Emong de Borja: "I won’t blame Alfrredo Salanga, the sciences (by this I mean the pure and applied) have always been associated with a seeming rigidity, a certain blunt directness. And although I am from the field of engineering, I confess that I too have associated science with such exactness and solidity.

Perhaps, this is due to the training an engineer undergoes. In engineering, one is expected a result, a practical solution. So I turned to poetry for a break from this ‘end-oriented-ness.’ Poetry for me is an escape. The poems I used to write contained trivial or no scientific concepts at all.

"But a time came when I realized that although poetry can be used as evasion, its power lies in its ability to confront. I thought that by using poetry as an escape, it could be that I am running away from the possibility of a voice. With these things in mind, I took the challenge of intermeshing the language of poetry and the language of science."

Joel Toledo: "In my childhood evenings, home was a forbidding place mostly devoid of light. I was raised thinking 8 p.m. is already an unholy hour to still be awake. There was no TV, no radio, no power, even. We didn’t have electricity in the house until I was about eight years old, and only because we needed it for my grandmother’s wake.

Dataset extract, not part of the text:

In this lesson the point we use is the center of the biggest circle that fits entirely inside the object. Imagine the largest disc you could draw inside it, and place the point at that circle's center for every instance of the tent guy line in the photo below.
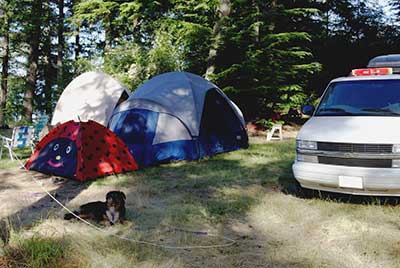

"Night was severely unfriendly. The kerosene lamps brought a certain haunted glow to everything; objects become sinister, dominated more by erratic shadows than friendly light. Ghost stories became terrifyingly real, with creatures lurking beyond the poor vision and comfort of oil lamps. I couldn’t sleep without any light for a long time, even after I entered college and moved to well-lighted Metro Manila.

"What there were in abundance, though, were early mornings. Or mushrooms in July, a sea of coffee in full bloom come September, a faraway brook for fetching water, baseball with tennis balls during summer. A lot of my early poems resonate with the voice of a child, according to the people who’ve read them. I guess I have a lot of memories and stories that need to be told in that voice, otherwise the poems will lose their honesty and authenticity. Louise Glück once said that truth comes closer to sincerity than to insight.

"I guess while I believe in ‘other-ness’ when writing, the driving force of most of my poems is not the invention, but the memory: some of them filtered, some captured.

"To say my life has drastically changed since then is not an exaggeration. I came to Quezon City only after high school, armed with nothing but a blunt sense of grammar, a shaky command of the English language, a thick Caviteño accent. For years I couldn’t write about childhood simply because I didn’t have the vocabulary to tell those stories. Maybe this is why I’m writing about childhood and the old places only now.

"A poet-friend once told me that the basic experience of modern life is irony. I have to agree. The ironic situation, in the very least, is especially true for me, having grown up in a place hungry for lighting and now raising my own family under the concrete LRT pillars and neon-blazed billboards of Quezon City.

"And while ways of life and tongues can always be straightened, some things never really change, never really go away. My life, in a way, continues to be haunted by the irony and paradox of the concurrent existence of the present now and the memory past."